GitHub Releases Multilingual Dataset of 40 Million Repositories for AI Research

GitHub has launched a new multilingual dataset for AI research, providing metadata from 40 million repositories. The dataset is designed to help researchers build and train models that understand code across different human languages, not just English.

What the dataset contains

The dataset includes metadata—such as repository names, descriptions, README files, programming languages, and topics—from 40 million public repositories. It covers a wide range of natural languages, reflecting the global nature of software development on the platform. The metadata is structured to be used for tasks like code search, documentation generation, and multilingual code understanding.

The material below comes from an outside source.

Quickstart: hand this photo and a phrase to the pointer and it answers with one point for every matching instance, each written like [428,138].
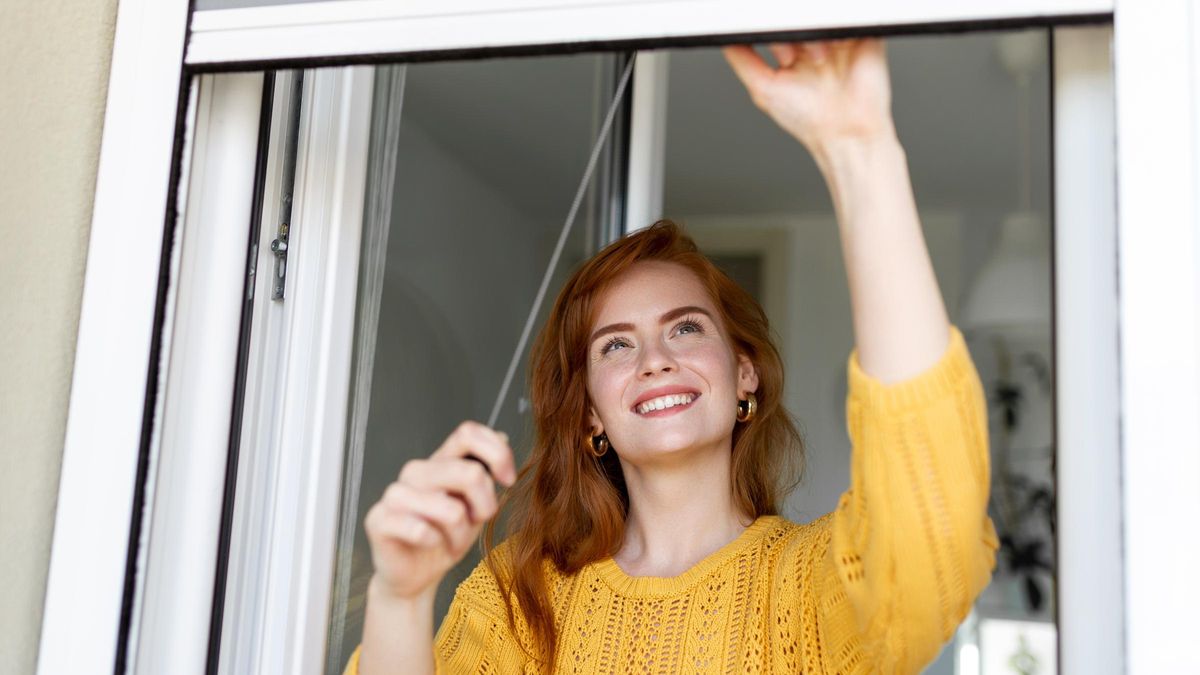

Most existing code-focused AI models are trained primarily on English-language data. That limits their usefulness for developers who write comments, documentation, or commit messages in other languages. By providing a large, diverse set of multilingual metadata, GitHub aims to help researchers create models that work better for a global audience. The dataset could also improve tools for translating code-related text or for cross-lingual code retrieval.

What researchers can do with it

The dataset is intended for academic and non-commercial research. It can be used to train models for tasks like predicting programming languages from descriptions, generating code comments, or understanding the relationship between natural language and code. GitHub has not specified a license for the dataset itself, but the metadata comes from public repositories, so usage must respect the original repository licenses.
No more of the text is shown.